Abstract

Summary The use of streptomycin intramuscularly is characterized by rapid and usually complete relief of the symptoms of tuberculous enterocolitis and by varying degrees of improvement in the x-ray appearance of the bowel. Control of this serious complication, formerly of such ominous prognostic significance, can now be promised with almost as much assurance as applies to the use of penicillin in pneumonia. The duration of such improvement in the presence of uncontrolled pulmonary disease is unknown and some increment of recurrence may be anticipated. Despite dramatic relief of enteritis, a disappointingly small percentage of these patients are restored to health by the use of streptomycin alone. The type and extent of the associated pulmonary disease, its responsiveness to streptomycin and its suitability for compression therapy are major factors in the determination of the final, over-all result.
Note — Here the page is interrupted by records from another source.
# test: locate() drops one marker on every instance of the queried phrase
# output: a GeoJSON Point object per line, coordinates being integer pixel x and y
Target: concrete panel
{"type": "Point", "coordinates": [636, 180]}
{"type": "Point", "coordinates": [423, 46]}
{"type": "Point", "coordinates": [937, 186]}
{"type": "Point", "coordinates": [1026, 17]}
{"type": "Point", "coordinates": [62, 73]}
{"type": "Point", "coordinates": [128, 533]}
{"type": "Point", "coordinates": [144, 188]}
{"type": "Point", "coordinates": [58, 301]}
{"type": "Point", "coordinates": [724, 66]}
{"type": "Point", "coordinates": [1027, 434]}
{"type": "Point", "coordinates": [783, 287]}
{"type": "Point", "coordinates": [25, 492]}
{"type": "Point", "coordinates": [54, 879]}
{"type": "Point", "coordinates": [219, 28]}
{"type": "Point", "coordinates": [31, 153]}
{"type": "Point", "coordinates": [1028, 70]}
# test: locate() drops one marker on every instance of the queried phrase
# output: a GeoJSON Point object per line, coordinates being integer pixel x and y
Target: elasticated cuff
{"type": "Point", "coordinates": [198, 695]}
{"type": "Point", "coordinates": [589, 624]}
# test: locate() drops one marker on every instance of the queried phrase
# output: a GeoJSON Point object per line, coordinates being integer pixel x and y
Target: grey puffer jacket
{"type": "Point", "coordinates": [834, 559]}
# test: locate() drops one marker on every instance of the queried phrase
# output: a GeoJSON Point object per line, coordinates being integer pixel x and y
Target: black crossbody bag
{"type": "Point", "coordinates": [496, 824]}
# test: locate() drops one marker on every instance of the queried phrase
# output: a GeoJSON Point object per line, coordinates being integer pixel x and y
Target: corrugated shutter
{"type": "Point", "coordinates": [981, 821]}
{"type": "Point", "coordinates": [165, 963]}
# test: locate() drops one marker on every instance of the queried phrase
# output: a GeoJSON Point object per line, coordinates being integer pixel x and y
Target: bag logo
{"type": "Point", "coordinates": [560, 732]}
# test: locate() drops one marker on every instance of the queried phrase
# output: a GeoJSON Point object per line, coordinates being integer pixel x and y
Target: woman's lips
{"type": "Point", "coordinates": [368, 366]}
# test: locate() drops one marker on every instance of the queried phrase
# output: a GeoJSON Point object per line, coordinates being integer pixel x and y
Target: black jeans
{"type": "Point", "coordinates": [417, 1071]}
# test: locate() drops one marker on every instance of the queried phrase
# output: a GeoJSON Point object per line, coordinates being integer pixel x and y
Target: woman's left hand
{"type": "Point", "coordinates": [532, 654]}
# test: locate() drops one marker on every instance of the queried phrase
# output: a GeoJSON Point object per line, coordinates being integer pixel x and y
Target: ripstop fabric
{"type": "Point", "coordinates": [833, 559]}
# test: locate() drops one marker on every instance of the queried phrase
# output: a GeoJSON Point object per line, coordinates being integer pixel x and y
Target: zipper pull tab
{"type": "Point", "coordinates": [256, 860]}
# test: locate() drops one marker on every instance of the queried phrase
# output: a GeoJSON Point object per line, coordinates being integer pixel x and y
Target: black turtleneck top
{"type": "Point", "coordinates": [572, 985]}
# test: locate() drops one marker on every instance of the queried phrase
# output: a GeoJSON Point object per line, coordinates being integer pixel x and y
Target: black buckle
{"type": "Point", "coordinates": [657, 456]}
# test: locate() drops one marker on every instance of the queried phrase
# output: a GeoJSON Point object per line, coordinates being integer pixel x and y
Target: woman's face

Only two of our eighteen patients were restored to health by streptomycin alone and one of these had minimal pulmonary disease. The four additional patients discharged as arrested cases had some form of compression therapy (phreniclasia, pneumoperitoneum, pneumothorax or thoracoplasty) in addition to streptomycin. One patient died after thoracoplasty and the ultimate outlook of the eleven who remain is now, as it was before the development of enteritis, entirely dependent upon the status of their pulmonary lesions. In six cases the outlook is frankly hopeless but in the remaining five, the control of enterocolitis by the use of streptomycin has removed one of the serious obstacles to possible eventual recovery.